Dentre os 10 países que mais importam máquinas brasileiras, oito são da América Latina. A Argentina figura como o maior cliente brasileiro, com US$ 205,72 milhões, seguida pelo Paraguai, com US$ 92,87 milhões.

Intercâmbio
Embora o número de negócios demonstre que a principal atração da 15ª Agrishow tenham sido as novidades tecnológicas em diversos segmentos do agronegócio, o evento também atraiu profissionais com outros objetivos. A difusão tecnológica proporcionada pela feira também trouxe muitos visitantes para Ribeirão Preto.
O mecânico automotivo Leoni de Souza viajou cerca de 300 quilômetros de Pompéia/SP a RP. “Faço manutenção em tratores de duas marcas participantes da feira.

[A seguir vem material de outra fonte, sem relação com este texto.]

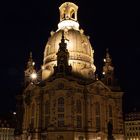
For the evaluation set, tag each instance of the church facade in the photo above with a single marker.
(65, 100)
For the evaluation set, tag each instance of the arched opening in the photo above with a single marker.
(72, 14)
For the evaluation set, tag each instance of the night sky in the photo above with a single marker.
(25, 26)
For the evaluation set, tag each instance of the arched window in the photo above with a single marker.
(81, 138)
(109, 81)
(60, 138)
(97, 113)
(72, 14)
(47, 113)
(79, 121)
(47, 108)
(78, 106)
(61, 104)
(32, 115)
(110, 111)
(61, 112)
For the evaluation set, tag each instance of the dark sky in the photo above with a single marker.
(25, 26)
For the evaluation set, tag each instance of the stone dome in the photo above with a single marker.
(78, 45)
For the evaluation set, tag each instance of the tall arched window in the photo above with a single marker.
(97, 113)
(60, 138)
(78, 106)
(32, 115)
(47, 113)
(110, 114)
(61, 105)
(110, 111)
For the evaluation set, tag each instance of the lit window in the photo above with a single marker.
(61, 104)
(60, 138)
(47, 108)
(110, 111)
(97, 113)
(60, 120)
(79, 122)
(78, 106)
(81, 138)
(47, 113)
(32, 115)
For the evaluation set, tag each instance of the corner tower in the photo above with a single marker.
(78, 45)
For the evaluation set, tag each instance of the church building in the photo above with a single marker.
(65, 99)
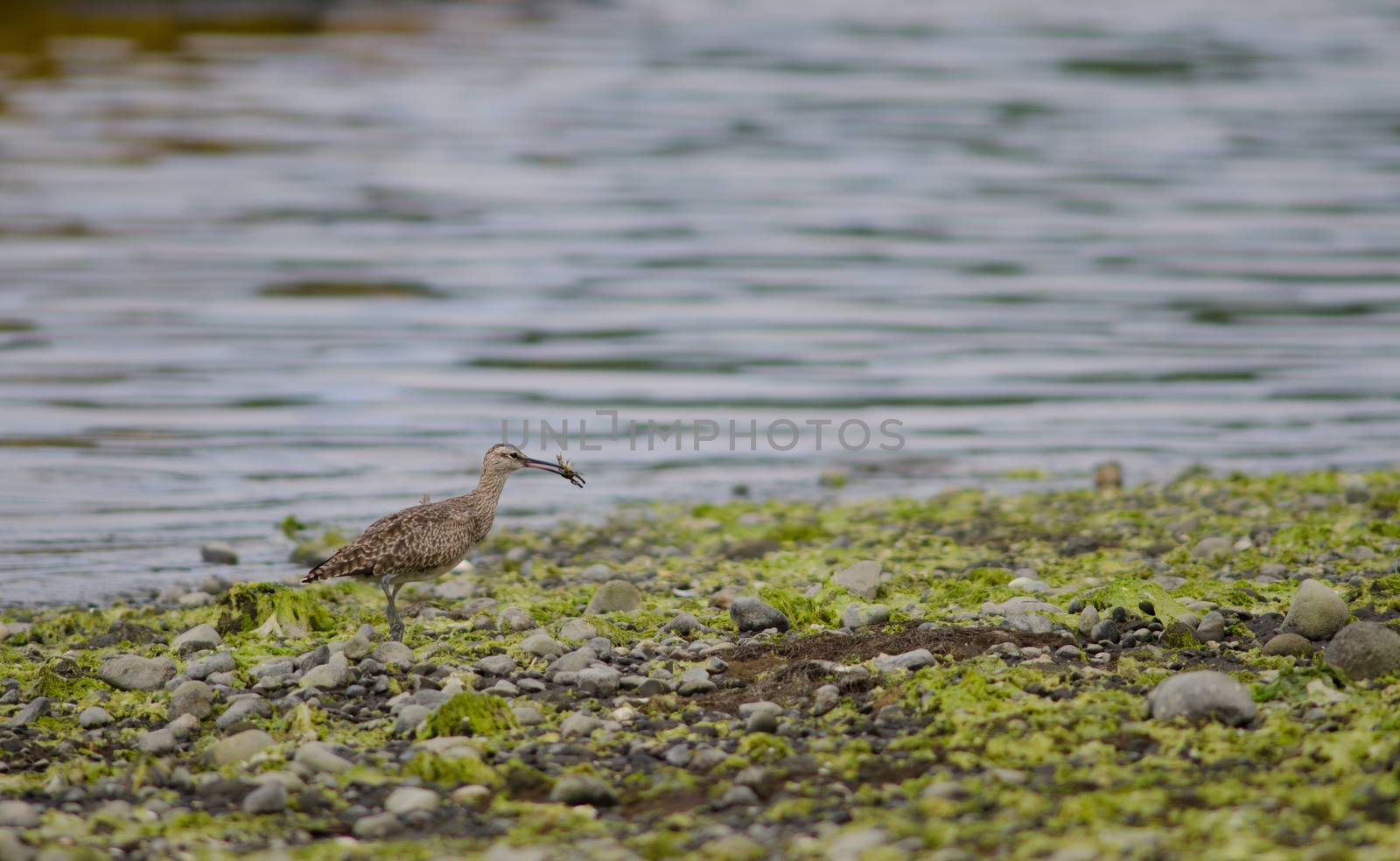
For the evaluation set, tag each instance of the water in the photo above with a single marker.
(1040, 235)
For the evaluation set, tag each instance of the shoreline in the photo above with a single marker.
(1082, 672)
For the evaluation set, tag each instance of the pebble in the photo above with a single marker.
(578, 630)
(583, 788)
(1203, 695)
(220, 553)
(752, 615)
(408, 800)
(910, 662)
(135, 672)
(394, 654)
(613, 597)
(377, 826)
(192, 697)
(158, 741)
(863, 615)
(578, 725)
(1316, 612)
(94, 716)
(410, 718)
(514, 620)
(196, 639)
(18, 814)
(825, 699)
(541, 646)
(319, 756)
(217, 662)
(242, 710)
(1211, 627)
(34, 709)
(864, 578)
(496, 665)
(1365, 650)
(1213, 548)
(1288, 644)
(268, 798)
(1088, 620)
(1105, 630)
(237, 748)
(331, 676)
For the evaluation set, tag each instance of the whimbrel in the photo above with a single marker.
(426, 541)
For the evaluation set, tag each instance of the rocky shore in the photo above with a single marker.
(1203, 668)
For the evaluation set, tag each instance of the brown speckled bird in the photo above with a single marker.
(430, 539)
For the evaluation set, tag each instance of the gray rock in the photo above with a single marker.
(615, 597)
(410, 718)
(1105, 630)
(583, 788)
(910, 662)
(598, 681)
(135, 672)
(863, 615)
(1213, 548)
(574, 662)
(94, 716)
(541, 646)
(331, 676)
(527, 716)
(377, 826)
(1088, 620)
(192, 697)
(275, 667)
(496, 665)
(196, 639)
(1316, 612)
(220, 553)
(408, 800)
(158, 741)
(394, 654)
(1288, 644)
(863, 578)
(214, 664)
(578, 725)
(34, 709)
(762, 721)
(1211, 627)
(1365, 650)
(237, 748)
(682, 623)
(1031, 623)
(357, 648)
(1203, 695)
(578, 630)
(268, 798)
(513, 620)
(18, 816)
(244, 710)
(319, 756)
(752, 615)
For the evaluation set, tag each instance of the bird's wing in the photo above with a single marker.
(415, 539)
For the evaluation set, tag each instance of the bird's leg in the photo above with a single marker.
(391, 592)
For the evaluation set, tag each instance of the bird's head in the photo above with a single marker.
(504, 458)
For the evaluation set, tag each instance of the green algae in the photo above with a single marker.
(252, 606)
(469, 714)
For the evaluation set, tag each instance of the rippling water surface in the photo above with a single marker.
(1040, 235)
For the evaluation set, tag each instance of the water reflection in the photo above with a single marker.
(305, 258)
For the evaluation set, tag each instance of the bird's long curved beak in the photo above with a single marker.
(555, 468)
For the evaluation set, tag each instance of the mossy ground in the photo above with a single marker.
(972, 756)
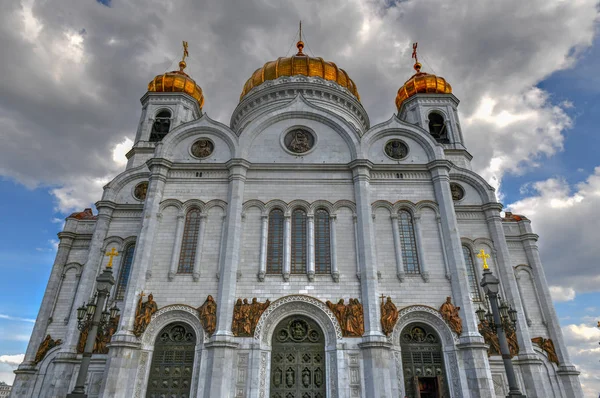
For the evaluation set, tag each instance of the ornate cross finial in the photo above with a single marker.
(417, 64)
(111, 254)
(182, 63)
(484, 256)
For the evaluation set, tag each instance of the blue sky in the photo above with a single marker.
(528, 84)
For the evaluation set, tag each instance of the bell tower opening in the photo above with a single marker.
(298, 359)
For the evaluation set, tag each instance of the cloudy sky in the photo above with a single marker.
(72, 73)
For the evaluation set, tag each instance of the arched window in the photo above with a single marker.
(437, 127)
(408, 243)
(187, 255)
(275, 242)
(471, 274)
(298, 242)
(322, 243)
(124, 272)
(161, 126)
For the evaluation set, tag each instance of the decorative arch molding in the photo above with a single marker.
(112, 189)
(298, 305)
(169, 314)
(485, 190)
(161, 318)
(427, 315)
(309, 111)
(395, 126)
(203, 125)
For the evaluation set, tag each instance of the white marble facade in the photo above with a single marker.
(250, 172)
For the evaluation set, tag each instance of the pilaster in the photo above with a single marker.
(472, 348)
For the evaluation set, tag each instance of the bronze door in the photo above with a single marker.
(298, 360)
(422, 362)
(172, 362)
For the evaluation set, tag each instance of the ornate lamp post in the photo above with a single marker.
(94, 316)
(496, 319)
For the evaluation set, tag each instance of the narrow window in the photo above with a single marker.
(408, 243)
(322, 243)
(298, 242)
(275, 243)
(161, 126)
(124, 272)
(471, 274)
(188, 245)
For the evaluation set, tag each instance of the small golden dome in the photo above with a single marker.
(300, 64)
(177, 81)
(422, 82)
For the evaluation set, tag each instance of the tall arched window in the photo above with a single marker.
(187, 255)
(124, 272)
(161, 126)
(408, 243)
(298, 242)
(275, 242)
(322, 243)
(471, 274)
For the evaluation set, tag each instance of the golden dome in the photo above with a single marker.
(177, 81)
(422, 82)
(300, 64)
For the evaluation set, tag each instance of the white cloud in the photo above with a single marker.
(560, 293)
(567, 218)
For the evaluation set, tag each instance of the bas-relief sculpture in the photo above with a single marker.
(350, 316)
(143, 314)
(246, 316)
(46, 345)
(548, 346)
(208, 315)
(450, 314)
(389, 316)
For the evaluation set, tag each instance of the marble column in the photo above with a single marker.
(528, 361)
(377, 360)
(568, 374)
(177, 246)
(222, 347)
(310, 245)
(124, 354)
(262, 262)
(472, 348)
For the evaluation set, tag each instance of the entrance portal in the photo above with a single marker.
(298, 359)
(422, 362)
(172, 362)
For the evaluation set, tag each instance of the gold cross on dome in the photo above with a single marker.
(484, 256)
(111, 254)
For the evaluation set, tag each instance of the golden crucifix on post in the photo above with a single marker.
(484, 256)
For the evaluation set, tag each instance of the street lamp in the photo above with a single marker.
(95, 316)
(500, 315)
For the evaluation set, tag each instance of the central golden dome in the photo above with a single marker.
(300, 64)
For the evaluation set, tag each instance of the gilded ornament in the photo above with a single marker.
(246, 316)
(46, 345)
(548, 346)
(202, 148)
(389, 315)
(143, 314)
(350, 317)
(140, 190)
(208, 315)
(450, 314)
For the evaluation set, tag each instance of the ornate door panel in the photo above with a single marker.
(172, 362)
(422, 363)
(298, 360)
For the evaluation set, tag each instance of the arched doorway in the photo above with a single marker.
(422, 362)
(298, 359)
(172, 362)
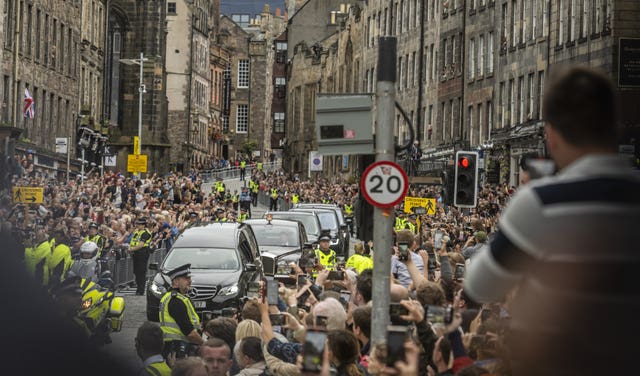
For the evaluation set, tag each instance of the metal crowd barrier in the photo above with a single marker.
(122, 269)
(234, 172)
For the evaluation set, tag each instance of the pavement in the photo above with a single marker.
(123, 345)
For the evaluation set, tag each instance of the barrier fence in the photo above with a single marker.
(234, 172)
(122, 268)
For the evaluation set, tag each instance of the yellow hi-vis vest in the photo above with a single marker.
(36, 260)
(59, 263)
(158, 369)
(348, 210)
(170, 329)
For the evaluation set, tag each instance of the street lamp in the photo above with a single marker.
(141, 90)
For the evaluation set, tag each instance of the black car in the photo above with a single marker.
(329, 221)
(281, 242)
(224, 258)
(310, 222)
(344, 227)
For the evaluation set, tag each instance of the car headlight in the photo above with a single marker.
(283, 267)
(229, 290)
(157, 290)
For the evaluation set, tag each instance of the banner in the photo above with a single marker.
(315, 161)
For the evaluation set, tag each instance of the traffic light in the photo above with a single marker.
(466, 179)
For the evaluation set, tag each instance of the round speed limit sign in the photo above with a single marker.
(384, 184)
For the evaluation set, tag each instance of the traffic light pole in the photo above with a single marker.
(383, 219)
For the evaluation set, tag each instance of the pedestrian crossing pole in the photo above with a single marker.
(383, 218)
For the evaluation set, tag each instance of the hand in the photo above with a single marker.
(416, 311)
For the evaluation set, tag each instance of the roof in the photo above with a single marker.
(216, 234)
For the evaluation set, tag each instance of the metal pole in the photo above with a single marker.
(82, 168)
(16, 45)
(383, 219)
(68, 158)
(140, 105)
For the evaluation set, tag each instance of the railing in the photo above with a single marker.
(234, 172)
(122, 269)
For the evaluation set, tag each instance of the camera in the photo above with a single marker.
(403, 251)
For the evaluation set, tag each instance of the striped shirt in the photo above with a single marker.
(570, 243)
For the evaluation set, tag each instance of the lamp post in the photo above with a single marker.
(141, 90)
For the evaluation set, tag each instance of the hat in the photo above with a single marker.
(480, 236)
(180, 271)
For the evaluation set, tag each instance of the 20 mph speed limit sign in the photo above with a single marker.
(384, 184)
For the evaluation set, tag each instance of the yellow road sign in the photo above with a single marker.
(137, 163)
(28, 195)
(136, 145)
(429, 204)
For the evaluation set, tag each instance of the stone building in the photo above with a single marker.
(251, 82)
(48, 67)
(189, 81)
(136, 27)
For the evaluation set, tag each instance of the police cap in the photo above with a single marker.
(180, 271)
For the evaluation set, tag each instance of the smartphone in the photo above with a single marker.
(313, 349)
(278, 319)
(403, 251)
(321, 321)
(397, 309)
(302, 280)
(396, 338)
(459, 273)
(439, 315)
(437, 239)
(336, 275)
(272, 292)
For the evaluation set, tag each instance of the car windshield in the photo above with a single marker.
(273, 235)
(203, 258)
(328, 220)
(310, 225)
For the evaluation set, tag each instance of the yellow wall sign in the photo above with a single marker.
(136, 145)
(137, 163)
(429, 204)
(28, 195)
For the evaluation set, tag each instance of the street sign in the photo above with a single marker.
(28, 195)
(136, 146)
(61, 145)
(137, 163)
(413, 204)
(384, 184)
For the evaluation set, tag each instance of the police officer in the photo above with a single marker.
(96, 238)
(325, 255)
(273, 204)
(140, 248)
(178, 318)
(36, 256)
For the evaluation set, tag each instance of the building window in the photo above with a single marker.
(472, 58)
(490, 52)
(242, 118)
(480, 55)
(278, 122)
(243, 73)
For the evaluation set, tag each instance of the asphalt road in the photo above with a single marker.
(123, 345)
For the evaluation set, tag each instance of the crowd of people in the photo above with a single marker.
(456, 308)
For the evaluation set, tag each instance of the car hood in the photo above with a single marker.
(214, 277)
(279, 250)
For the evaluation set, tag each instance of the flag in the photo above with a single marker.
(29, 106)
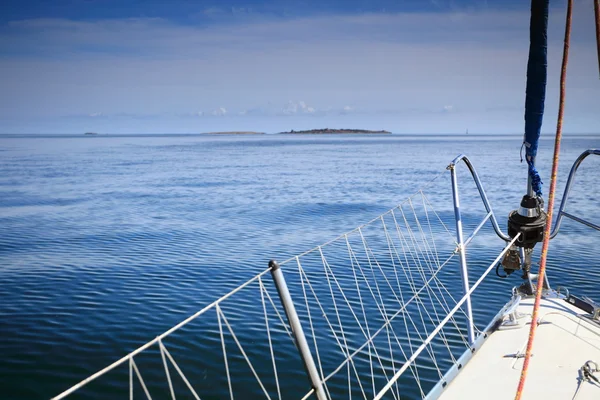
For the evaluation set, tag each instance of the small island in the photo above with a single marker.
(235, 133)
(336, 131)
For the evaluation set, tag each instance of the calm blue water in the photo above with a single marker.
(108, 241)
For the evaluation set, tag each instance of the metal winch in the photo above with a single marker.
(529, 220)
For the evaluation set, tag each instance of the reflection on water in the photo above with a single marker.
(108, 241)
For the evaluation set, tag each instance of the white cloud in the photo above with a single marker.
(297, 107)
(219, 112)
(378, 63)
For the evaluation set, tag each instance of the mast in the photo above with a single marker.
(529, 219)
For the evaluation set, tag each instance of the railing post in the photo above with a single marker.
(462, 252)
(298, 333)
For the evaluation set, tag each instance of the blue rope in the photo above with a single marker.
(535, 97)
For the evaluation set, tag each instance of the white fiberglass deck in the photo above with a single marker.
(564, 341)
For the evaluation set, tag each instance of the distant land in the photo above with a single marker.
(335, 131)
(235, 133)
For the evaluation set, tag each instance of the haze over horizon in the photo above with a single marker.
(185, 67)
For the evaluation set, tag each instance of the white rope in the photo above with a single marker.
(219, 310)
(162, 355)
(224, 352)
(262, 297)
(137, 372)
(185, 380)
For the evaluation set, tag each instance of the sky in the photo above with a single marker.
(179, 66)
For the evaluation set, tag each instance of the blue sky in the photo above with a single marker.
(415, 66)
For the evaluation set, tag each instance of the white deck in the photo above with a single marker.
(563, 343)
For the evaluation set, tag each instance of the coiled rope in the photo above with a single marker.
(542, 269)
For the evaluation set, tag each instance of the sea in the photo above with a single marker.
(107, 241)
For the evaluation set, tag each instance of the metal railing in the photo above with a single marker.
(563, 204)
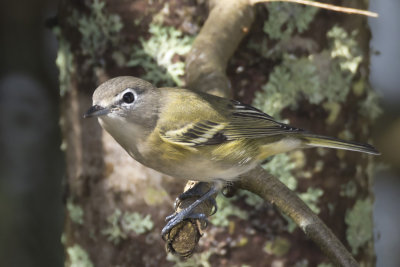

É importante conhecer os lançamentos para adaptar o serviço que eu presto”, disse.
Pequeno produtor de mandioca e milho em Ubirajara/SP, João Roberto dos Santos comprou recentemente três vacas com o projeto de entrar no agronegócio do leite. No evento, o agricultor participou de palestras e buscou informações sobre inseminação artificial de animais. “Em vez de criar touros, tenho a intenção de inseminar as vacas com sêmen de bezerros mais produtivos”.

‘Espião’
Concorrente direto do Brasil nos mercados globais, os Estados Unidos enviaram à Agrishow o economista Morgan Perkins, diretor do Escritório de Comércio Agrícola do Ministério da Agricultura dos EUA em São Paulo. “Estive na feira para analisar como está o comportamento e as expectativas do agronegócio brasileiro neste ano”, disse com exclusividade ao jornal A Cidade.
Presente na edição de 2005, quando o Brasil amargava auge da crise agrícola recente, Perkins observou a mudança de contexto na feira deste ano. “Esse evento está com cenário bastante positivo. O clima entre os produtores visitantes é de entusiasmo. O que acontece no Brasil certamente influencia o mercado norte-americano”.


Mais profissionalismo
A retomada do setor de grãos e a crise mundial de alimentos são considerados os principais responsáveis pelo resultado positivo da Agrishow.
Mas, mesmo mercados com contextos desfavoráveis, caso da cana-de-açúcar, mantiveram investimentos para garantir produtividade quando a crise passar, apontam os expositores.
Segundo o diretor comercial da New Holland, Luiz Feijó, houve grande procura por tratores para a área canavieira.
“Os projetos já foram lançados e não podem ser interrompidos no meio do caminho por uma crise passageira. Por isso, os usineiros vieram para a feira investir em equipamentos”, observou.

Financiamentos
O Santander registrou ainda que não houve uma demanda específica por financiamentos.
Segundo o superintendente comercial de Agronegócios do banco, Walmir Segatto, a procura apresentou diversificação, com demandas de recursos para infra-estrutura (aquisição e renovação de frotas de máquinas) até custeio para produção de soja, milho, cana, café e laranja.